When I was a full-time student, that is, reader, one of the things that constantly spurred my thoughts and opinions was the analysis of the techniques by which [other] readers interpreted the texts they read. Ten or so years ago, I thought that deconstruction was the least meritorious branch of analysis, a sore thumb symptom of an overall discipline with nothing left to say about its canon, a methodology swung by those desperately grasping at any possible crutch to enable publication and potential tenure... But I have come to appreciate deconstruction since the term was appropriated to describe the re-imaginings of Alan Moore.
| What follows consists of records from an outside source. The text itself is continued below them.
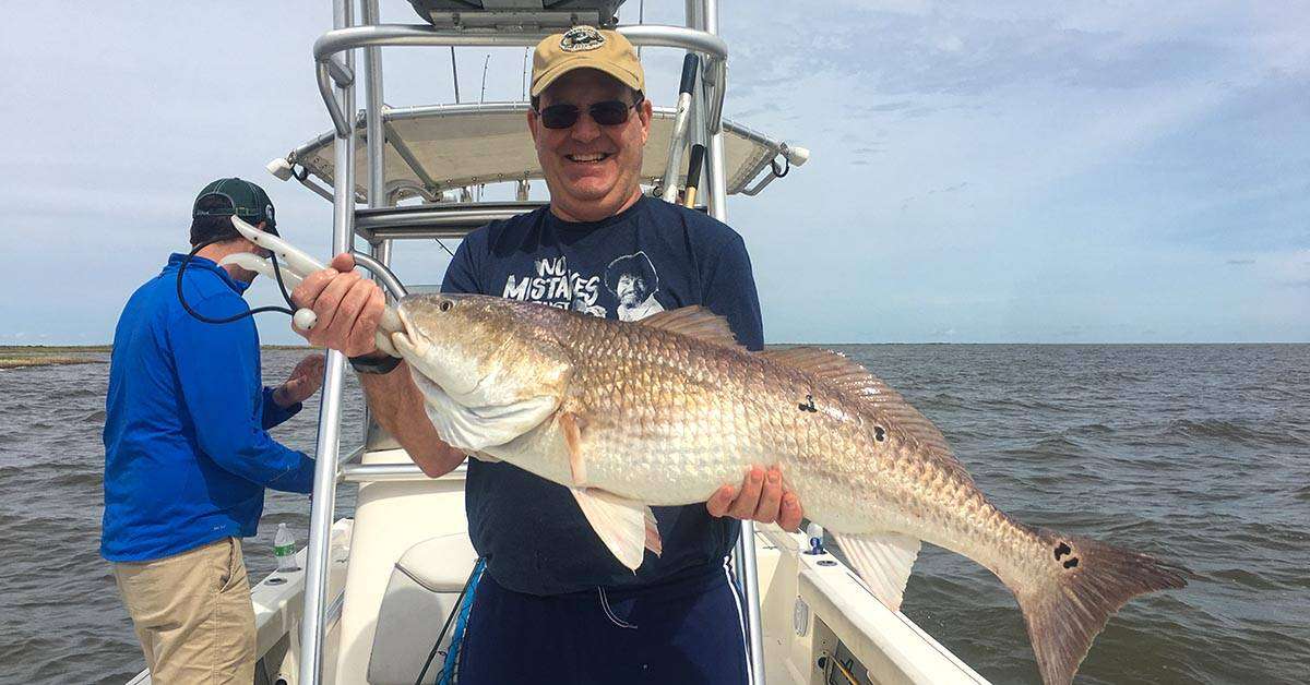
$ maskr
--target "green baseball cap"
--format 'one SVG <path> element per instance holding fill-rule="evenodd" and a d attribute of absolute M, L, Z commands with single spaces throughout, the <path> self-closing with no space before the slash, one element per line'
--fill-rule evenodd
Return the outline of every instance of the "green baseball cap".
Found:
<path fill-rule="evenodd" d="M 228 200 L 228 207 L 202 210 L 200 200 L 211 195 L 217 195 Z M 191 217 L 198 216 L 232 216 L 237 215 L 250 224 L 258 225 L 265 221 L 265 229 L 274 236 L 278 234 L 278 221 L 272 213 L 272 200 L 262 187 L 241 178 L 220 178 L 207 186 L 195 196 L 191 207 Z"/>

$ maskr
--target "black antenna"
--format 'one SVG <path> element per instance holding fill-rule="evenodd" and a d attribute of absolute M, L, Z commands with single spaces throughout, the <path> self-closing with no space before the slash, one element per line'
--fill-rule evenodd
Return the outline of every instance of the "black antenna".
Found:
<path fill-rule="evenodd" d="M 455 46 L 451 46 L 451 76 L 455 77 L 455 103 L 460 103 L 460 69 L 455 63 Z"/>
<path fill-rule="evenodd" d="M 482 60 L 482 93 L 478 94 L 478 105 L 487 94 L 487 64 L 491 63 L 491 54 L 487 54 L 487 59 Z"/>

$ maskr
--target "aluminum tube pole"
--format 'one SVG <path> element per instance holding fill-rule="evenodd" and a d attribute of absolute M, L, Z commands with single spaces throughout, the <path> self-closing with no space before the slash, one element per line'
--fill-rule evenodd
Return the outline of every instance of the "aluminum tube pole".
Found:
<path fill-rule="evenodd" d="M 664 165 L 664 202 L 677 199 L 677 174 L 681 172 L 683 148 L 686 145 L 686 124 L 692 115 L 692 90 L 696 89 L 696 69 L 700 60 L 692 52 L 683 58 L 683 83 L 677 89 L 677 107 L 673 110 L 673 132 L 668 136 L 668 164 Z"/>
<path fill-rule="evenodd" d="M 620 26 L 616 30 L 634 46 L 681 47 L 718 59 L 728 56 L 727 43 L 722 38 L 684 26 Z M 409 24 L 355 26 L 320 35 L 314 41 L 314 60 L 321 64 L 342 50 L 372 46 L 533 47 L 546 35 L 549 31 L 478 33 Z"/>
<path fill-rule="evenodd" d="M 377 24 L 377 0 L 364 0 L 362 21 L 365 25 Z M 386 179 L 384 145 L 386 132 L 383 130 L 383 48 L 364 48 L 364 81 L 367 102 L 364 105 L 364 135 L 368 145 L 368 206 L 386 206 Z"/>
<path fill-rule="evenodd" d="M 354 22 L 354 0 L 333 0 L 333 28 L 345 29 Z M 355 68 L 354 54 L 346 54 L 346 65 Z M 355 86 L 337 86 L 335 102 L 345 111 L 355 111 Z M 355 219 L 355 136 L 347 127 L 334 143 L 333 187 L 333 254 L 350 251 Z M 309 511 L 309 547 L 305 550 L 305 596 L 300 623 L 300 682 L 318 685 L 324 669 L 324 627 L 328 604 L 328 567 L 331 551 L 331 520 L 337 503 L 337 464 L 341 451 L 341 396 L 345 385 L 346 358 L 337 350 L 328 352 L 322 403 L 318 410 L 318 447 L 314 452 L 314 496 Z"/>
<path fill-rule="evenodd" d="M 688 0 L 690 7 L 693 0 Z M 718 0 L 700 0 L 700 7 L 697 9 L 697 20 L 700 24 L 696 29 L 701 29 L 710 35 L 718 35 L 719 33 L 719 4 Z M 724 58 L 726 59 L 726 55 Z M 726 84 L 722 83 L 722 75 L 726 73 L 726 64 L 722 65 L 723 69 L 718 72 L 720 76 L 720 83 L 715 84 L 718 96 L 723 94 L 723 88 Z M 705 80 L 701 80 L 702 85 Z M 710 216 L 718 219 L 719 221 L 727 221 L 728 208 L 727 208 L 727 183 L 723 173 L 723 130 L 717 122 L 710 120 L 711 113 L 705 111 L 707 105 L 710 105 L 706 97 L 705 89 L 698 89 L 701 98 L 697 101 L 697 110 L 701 111 L 698 123 L 707 124 L 711 128 L 707 131 L 709 144 L 706 145 L 706 166 L 707 178 L 706 185 L 709 185 L 709 210 Z M 702 131 L 706 131 L 702 128 Z M 760 621 L 760 571 L 755 559 L 755 523 L 741 521 L 741 537 L 738 538 L 736 558 L 740 566 L 738 567 L 739 582 L 745 591 L 745 612 L 747 621 L 749 623 L 748 638 L 751 640 L 751 675 L 755 685 L 764 685 L 764 626 Z"/>

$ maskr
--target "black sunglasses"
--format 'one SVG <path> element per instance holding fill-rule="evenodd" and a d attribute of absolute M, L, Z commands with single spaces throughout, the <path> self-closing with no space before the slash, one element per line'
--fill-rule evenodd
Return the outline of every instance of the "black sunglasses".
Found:
<path fill-rule="evenodd" d="M 591 120 L 600 126 L 618 126 L 627 123 L 627 110 L 641 103 L 641 100 L 631 105 L 621 100 L 607 100 L 587 107 L 587 114 L 591 115 Z M 578 109 L 578 105 L 552 105 L 537 110 L 537 115 L 541 117 L 541 126 L 546 128 L 569 128 L 578 123 L 582 110 Z"/>

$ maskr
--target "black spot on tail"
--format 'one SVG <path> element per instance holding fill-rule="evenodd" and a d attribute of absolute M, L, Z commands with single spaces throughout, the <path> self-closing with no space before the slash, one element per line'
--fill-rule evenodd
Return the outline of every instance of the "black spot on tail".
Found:
<path fill-rule="evenodd" d="M 1055 550 L 1049 575 L 1014 576 L 1018 583 L 1010 587 L 1048 685 L 1073 680 L 1093 638 L 1124 602 L 1144 592 L 1187 584 L 1184 568 L 1145 554 L 1051 530 L 1036 534 L 1041 547 Z"/>

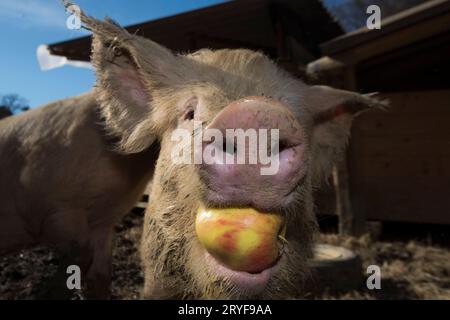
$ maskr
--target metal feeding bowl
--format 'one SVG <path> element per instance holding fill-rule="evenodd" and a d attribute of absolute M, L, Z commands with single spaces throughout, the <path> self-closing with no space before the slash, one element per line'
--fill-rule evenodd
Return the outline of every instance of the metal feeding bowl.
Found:
<path fill-rule="evenodd" d="M 311 265 L 313 275 L 306 285 L 308 292 L 345 292 L 362 285 L 362 261 L 348 249 L 317 244 Z"/>

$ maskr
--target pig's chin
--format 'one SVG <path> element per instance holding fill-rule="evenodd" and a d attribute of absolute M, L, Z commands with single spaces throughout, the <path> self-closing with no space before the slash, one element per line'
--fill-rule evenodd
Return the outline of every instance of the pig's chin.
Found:
<path fill-rule="evenodd" d="M 232 270 L 219 261 L 205 250 L 205 261 L 210 272 L 219 279 L 225 280 L 240 292 L 247 296 L 254 296 L 261 293 L 269 283 L 270 278 L 278 267 L 279 260 L 259 273 L 248 273 L 243 271 Z"/>

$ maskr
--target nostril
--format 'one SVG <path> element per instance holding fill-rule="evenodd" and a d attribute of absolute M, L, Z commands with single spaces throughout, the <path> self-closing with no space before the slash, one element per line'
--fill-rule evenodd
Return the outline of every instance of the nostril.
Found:
<path fill-rule="evenodd" d="M 286 140 L 280 140 L 278 148 L 279 148 L 279 152 L 282 152 L 283 150 L 289 149 L 290 146 Z"/>
<path fill-rule="evenodd" d="M 284 150 L 291 149 L 295 147 L 293 143 L 290 143 L 287 140 L 280 140 L 278 143 L 278 153 L 282 153 Z"/>

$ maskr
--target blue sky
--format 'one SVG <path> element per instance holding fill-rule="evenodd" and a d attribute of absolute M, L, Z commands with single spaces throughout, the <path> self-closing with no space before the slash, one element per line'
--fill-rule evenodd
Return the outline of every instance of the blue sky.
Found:
<path fill-rule="evenodd" d="M 210 6 L 224 0 L 78 0 L 89 14 L 110 16 L 122 25 L 157 19 Z M 0 0 L 0 95 L 17 93 L 31 107 L 77 95 L 94 84 L 93 71 L 65 66 L 41 71 L 40 44 L 86 35 L 66 28 L 67 15 L 58 0 Z"/>

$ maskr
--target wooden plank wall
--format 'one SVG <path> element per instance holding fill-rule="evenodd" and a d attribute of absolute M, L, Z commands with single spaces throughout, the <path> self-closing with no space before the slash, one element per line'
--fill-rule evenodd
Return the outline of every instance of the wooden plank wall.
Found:
<path fill-rule="evenodd" d="M 352 206 L 369 220 L 450 224 L 450 90 L 386 94 L 354 123 Z"/>

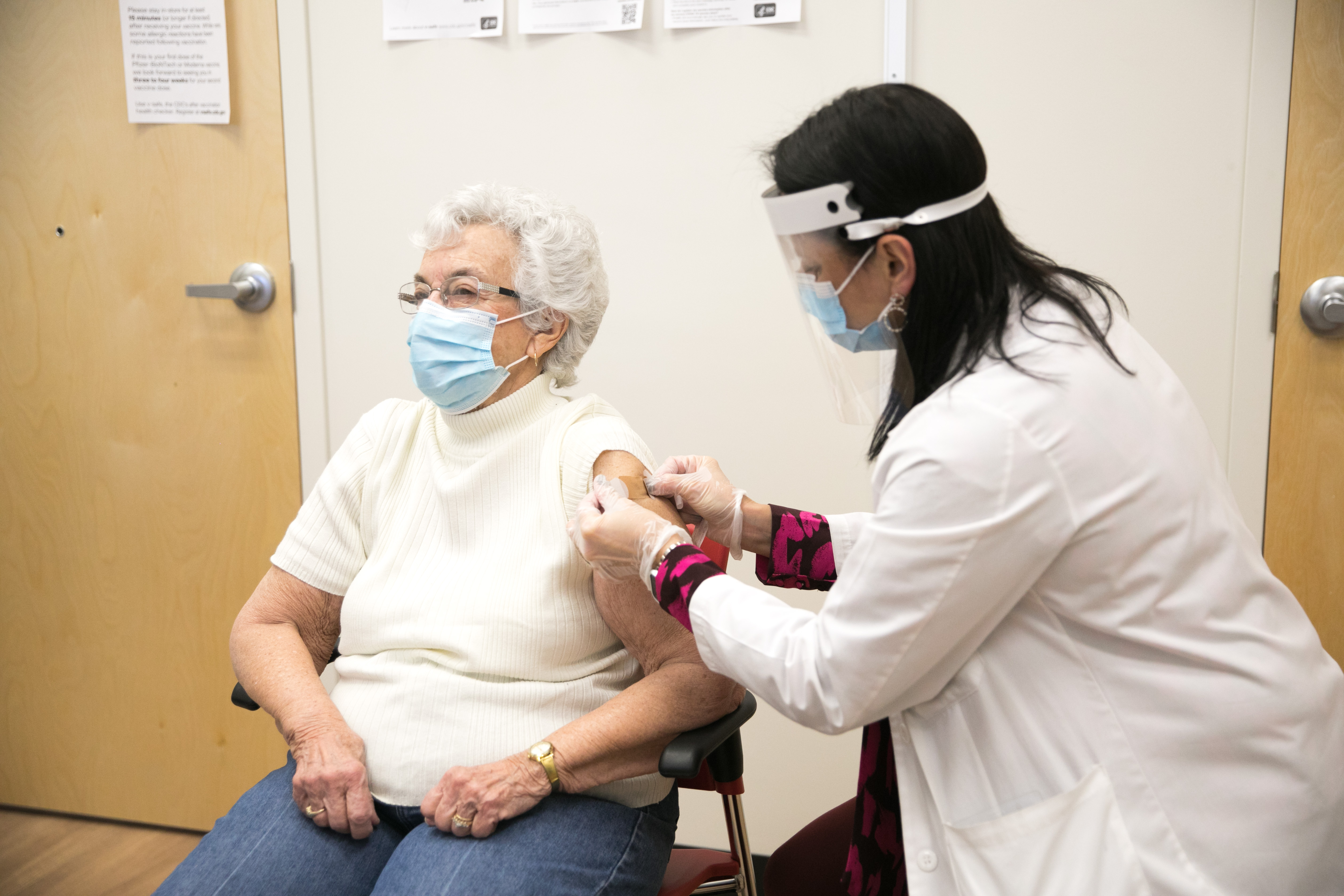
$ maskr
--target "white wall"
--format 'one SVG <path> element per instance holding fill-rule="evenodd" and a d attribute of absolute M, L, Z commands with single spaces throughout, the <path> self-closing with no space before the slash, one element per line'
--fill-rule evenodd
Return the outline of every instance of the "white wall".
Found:
<path fill-rule="evenodd" d="M 382 40 L 374 0 L 280 8 L 305 490 L 364 410 L 417 398 L 392 300 L 418 261 L 407 232 L 454 187 L 496 180 L 601 228 L 614 298 L 579 391 L 655 454 L 714 454 L 761 500 L 870 506 L 867 433 L 825 407 L 755 152 L 880 78 L 878 0 L 676 32 L 650 1 L 642 31 L 567 36 L 515 34 L 509 3 L 505 38 L 407 44 Z M 1009 223 L 1125 296 L 1257 531 L 1292 16 L 1292 0 L 913 1 L 911 79 L 980 134 Z M 857 732 L 763 707 L 745 737 L 757 852 L 853 795 Z M 683 842 L 722 832 L 714 799 L 685 797 Z"/>

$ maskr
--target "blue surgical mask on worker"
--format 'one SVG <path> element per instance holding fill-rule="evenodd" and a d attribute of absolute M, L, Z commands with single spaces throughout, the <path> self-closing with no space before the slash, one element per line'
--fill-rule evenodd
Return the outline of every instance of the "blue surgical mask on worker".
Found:
<path fill-rule="evenodd" d="M 891 329 L 887 322 L 887 316 L 891 313 L 892 302 L 888 302 L 882 313 L 878 314 L 878 320 L 872 321 L 867 326 L 860 329 L 849 329 L 845 325 L 844 308 L 840 305 L 840 293 L 844 287 L 849 285 L 853 275 L 859 273 L 863 263 L 868 261 L 872 255 L 872 250 L 876 246 L 870 246 L 868 251 L 863 254 L 859 263 L 853 266 L 849 275 L 844 278 L 840 283 L 840 289 L 836 289 L 831 281 L 817 281 L 812 274 L 798 274 L 798 298 L 802 300 L 802 308 L 806 309 L 809 314 L 821 321 L 821 329 L 825 330 L 827 336 L 836 345 L 849 349 L 851 352 L 880 352 L 884 349 L 896 348 L 896 332 Z"/>
<path fill-rule="evenodd" d="M 509 368 L 527 360 L 524 355 L 508 367 L 497 367 L 491 353 L 495 328 L 539 310 L 499 320 L 499 314 L 476 308 L 422 302 L 406 337 L 415 386 L 448 414 L 477 407 L 508 379 Z"/>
In any case, there are other paradigms -- which may not even qualify as genuine techniques -- that have less worth than deconstruction for purposes of actually understanding a text rather than "teaching the conflicts" or otherwise linguistically masturbating for the entertainment of a relatively small audience*.
One man's opinion:
"queering" of text** <
post-colonial, militant feminist, or otherwise overtly political** [external] projections <
otherwise "deliberately misread" text <
deconstructed*** text <
"reader response" of text, generally <
"author's intent," whatever that is <
structural analysis <
"rhetoric" <
four corners content of text <
text as read in actual socio-historical context
Discuss.
LOVE
MIKE
* Irony of ironies.
** I hope I don't have to clarify this, but the ladder refers not to persons or positions but the value of overlaying specific sorts of political "deliberate misreads" onto text for purpose of conflict and discussion, such as "a straight reading of The Chronicles of Narnia is all well and good but what are the homoerotic Marxist implications of reading Aslan as a pederast?" or some such.
*** This does not include texts written as exercises in deconstruction, commentaries on the limits of genre, or re-imaginings and re-contextualizations of known quantities, of course, such as Supreme or The Last Temptation of Christ.